The DRG says that today's entry, from our friend Plutarch, is how Julius Caesar came to come up with the Julian calendar. But it only gets a passing mention:
Cæsar called in the best philosophers and mathematicians of his time to settle the point, and out of the systems he had before him, formed a new and more exact method of correcting the calendar, which the Romans use to this day, and seem to succeed better than any nation in avoiding the errors occasioned by the inequality of the cycles.The rest of the passage is about Caesar's steady desire to be king, and the growing desire of some Senators to stop this. (They leave notes around Brutus's chair, says Plutarch:
Those who desired a change, and looked on him as the only, or at least the most proper, person to effect it, did not venture to speak with him; but in the night-time laid papers about his chair of state, where he used to sit and determine causes, with such sentences in them as, “You are asleep, Brutus,” “You are no longer Brutus.”-- proving that life not only imitates high school, but always has since before there was high school.) About the calendar, though, two things, and then I have to make potato salad for my guests:
• One can want to undermine the traditions of the Republic in favor of a unitary executive and still look favorably upon the leading scientists of the day. So you can't judge everything by our own time.

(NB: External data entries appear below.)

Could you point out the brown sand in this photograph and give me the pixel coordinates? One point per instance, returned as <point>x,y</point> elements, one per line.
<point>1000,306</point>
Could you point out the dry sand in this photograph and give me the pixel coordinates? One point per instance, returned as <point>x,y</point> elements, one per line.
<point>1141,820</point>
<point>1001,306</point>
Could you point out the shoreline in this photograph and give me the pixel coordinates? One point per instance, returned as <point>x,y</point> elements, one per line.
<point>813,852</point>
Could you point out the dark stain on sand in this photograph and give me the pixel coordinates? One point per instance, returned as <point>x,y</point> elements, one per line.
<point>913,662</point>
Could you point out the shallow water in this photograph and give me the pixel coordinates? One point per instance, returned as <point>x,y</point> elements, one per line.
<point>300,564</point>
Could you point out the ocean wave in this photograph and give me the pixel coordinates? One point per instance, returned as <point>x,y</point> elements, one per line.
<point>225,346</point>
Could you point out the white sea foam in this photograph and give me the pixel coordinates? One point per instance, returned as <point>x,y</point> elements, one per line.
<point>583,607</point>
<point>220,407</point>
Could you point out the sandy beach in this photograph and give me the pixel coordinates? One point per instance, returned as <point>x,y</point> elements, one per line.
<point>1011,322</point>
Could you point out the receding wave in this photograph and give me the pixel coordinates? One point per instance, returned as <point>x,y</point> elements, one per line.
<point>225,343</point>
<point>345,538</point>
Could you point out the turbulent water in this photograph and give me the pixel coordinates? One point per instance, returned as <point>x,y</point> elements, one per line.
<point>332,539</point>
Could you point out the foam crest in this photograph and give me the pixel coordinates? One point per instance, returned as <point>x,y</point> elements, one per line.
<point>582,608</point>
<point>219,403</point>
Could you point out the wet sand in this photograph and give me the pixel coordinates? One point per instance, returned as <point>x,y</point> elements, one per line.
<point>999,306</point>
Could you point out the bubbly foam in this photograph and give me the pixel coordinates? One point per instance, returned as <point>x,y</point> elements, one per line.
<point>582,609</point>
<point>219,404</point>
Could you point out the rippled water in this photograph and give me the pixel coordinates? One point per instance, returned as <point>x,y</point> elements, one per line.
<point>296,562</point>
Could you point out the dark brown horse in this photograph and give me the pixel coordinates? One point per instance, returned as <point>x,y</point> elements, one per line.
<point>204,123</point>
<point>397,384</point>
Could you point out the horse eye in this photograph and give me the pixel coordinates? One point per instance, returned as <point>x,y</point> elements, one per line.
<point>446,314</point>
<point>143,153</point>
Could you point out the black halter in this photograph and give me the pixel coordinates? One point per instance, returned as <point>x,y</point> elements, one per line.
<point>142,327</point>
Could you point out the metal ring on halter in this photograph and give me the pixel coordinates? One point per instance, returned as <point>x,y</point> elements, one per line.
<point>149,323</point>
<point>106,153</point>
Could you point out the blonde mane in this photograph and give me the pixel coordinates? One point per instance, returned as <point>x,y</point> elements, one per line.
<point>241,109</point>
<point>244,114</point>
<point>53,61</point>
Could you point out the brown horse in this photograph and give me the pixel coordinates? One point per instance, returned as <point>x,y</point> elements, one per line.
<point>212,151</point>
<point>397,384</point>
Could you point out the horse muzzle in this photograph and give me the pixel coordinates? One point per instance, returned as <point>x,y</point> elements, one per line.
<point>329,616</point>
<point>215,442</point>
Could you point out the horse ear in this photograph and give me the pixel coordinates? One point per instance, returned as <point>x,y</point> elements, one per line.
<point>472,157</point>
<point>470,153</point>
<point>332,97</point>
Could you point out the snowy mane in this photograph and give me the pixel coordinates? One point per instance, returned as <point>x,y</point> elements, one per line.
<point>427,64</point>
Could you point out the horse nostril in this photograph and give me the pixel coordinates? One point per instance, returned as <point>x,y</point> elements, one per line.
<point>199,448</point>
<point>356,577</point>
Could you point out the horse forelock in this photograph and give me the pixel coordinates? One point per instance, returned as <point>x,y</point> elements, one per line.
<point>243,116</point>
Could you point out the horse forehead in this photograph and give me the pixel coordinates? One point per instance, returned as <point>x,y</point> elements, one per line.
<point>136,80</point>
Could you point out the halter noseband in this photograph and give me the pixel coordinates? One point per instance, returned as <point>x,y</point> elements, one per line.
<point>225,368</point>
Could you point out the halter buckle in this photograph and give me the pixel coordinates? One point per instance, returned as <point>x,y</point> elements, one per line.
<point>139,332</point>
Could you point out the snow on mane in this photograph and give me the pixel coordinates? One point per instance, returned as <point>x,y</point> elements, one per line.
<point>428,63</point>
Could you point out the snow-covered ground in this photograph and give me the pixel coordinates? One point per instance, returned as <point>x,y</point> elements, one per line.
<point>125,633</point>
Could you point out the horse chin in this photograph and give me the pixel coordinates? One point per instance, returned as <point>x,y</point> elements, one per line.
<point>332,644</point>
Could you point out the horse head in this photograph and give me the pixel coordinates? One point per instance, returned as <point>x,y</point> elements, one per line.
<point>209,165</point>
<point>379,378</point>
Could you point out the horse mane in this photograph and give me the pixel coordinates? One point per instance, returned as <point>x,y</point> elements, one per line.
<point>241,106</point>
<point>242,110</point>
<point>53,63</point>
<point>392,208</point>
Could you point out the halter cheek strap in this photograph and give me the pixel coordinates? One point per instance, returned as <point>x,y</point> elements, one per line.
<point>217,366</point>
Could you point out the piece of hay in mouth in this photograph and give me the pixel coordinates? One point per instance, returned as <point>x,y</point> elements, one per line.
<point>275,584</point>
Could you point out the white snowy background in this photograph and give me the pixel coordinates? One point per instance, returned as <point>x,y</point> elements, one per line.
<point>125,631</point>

• I think if there were a modern history, instead of four and a half pages about the gathering storm over Caesar, and a paragraph about the calendar, the assassination would only be mentioned in the forward to a 300-page book about the calendar, which would be called something like 'July: The Invention Of The Month That Changed The World" or "Julian: How Caesar Dictated The Calendar That Changed The World." Something along those lines. Rest assured the world would be changed.